Pythian Blog: Technical Track

OEM 13c – Ultimate monitoring guide

Nowadays monitoring the IT environment is one of the most complex, and important, tasks in any corporation.

OEM is a powerful and highly customizable monitoring tool, I’ll show how you can make the most of it.

I’ve covered the basics of OEM monitoring in a series of posts

 

OEM 13c Monitoring Features – Part 1

OEM 13c Monitoring Features – Part 2, Extended Metrics

OEM 13c Monitoring Features – Part 3, Reports Based on Metric Data

OEM 13c Monitoring Features – Part 4, Corrective Actions

OEM 13c Monitoring Features – Part 5, Best Practices and Automatic Incident Creation

Now I’m going to describe a few advanced aspects and critical configurations that you should perform to ensure you’re infrastructure is being properly, and constantly, monitored.

Target’s properties

To make the most of OEM’s monitoring capabilities, you should update the target’s properties accordingly.

One of the most important properties when working with groups is the “Lifecycle status”, which indicates to which environment the target belongs (Development, Testing, Production, Mission Critical, or Staging).
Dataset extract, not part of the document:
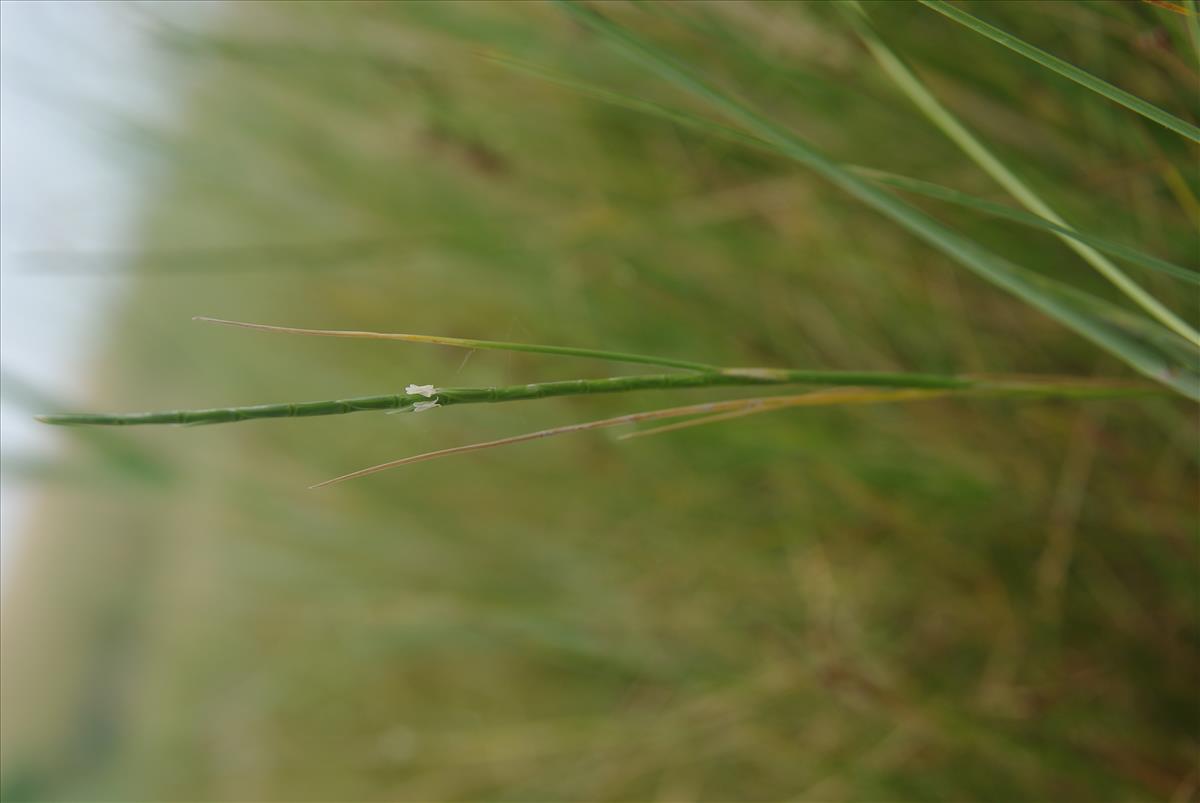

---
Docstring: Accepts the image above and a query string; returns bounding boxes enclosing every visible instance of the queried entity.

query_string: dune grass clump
[0,2,1200,801]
To give some extra growth room to OEM, I’d recommend also using the “Line of business” property to indicate either the actual line of business of the target, or the name of a parent company, which can be specially useful while merging assets from different companies into the same monitoring system.
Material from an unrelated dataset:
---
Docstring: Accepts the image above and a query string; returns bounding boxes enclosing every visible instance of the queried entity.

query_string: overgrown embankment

These properties can be manually changed by going to the desired target, then selecting “Target Setup -> Properties” on the main target menu.

Change multiple targets at once

To change properties for several targets at once it’s easier to use SQL to generate the “emcli” commands on the repository database to help facilitate this step.

First, log into the OEM Repository Database, with a user that has access to the SYSMAN views.

The following query generates the “emcli” commands required to change the target’s “Line of Business” property to “CORP”:

SELECT './emcli set_target_property_value -property_records="' || t.target_name ||
':' || t.target_type ||
':Line of Business:CORP"'
FROM sysman.mgmt_targets t
WHERE target_name LIKE 'ORDB%';

This one will generate the commands to adjust the “Lifecycle status” according to the type of the target.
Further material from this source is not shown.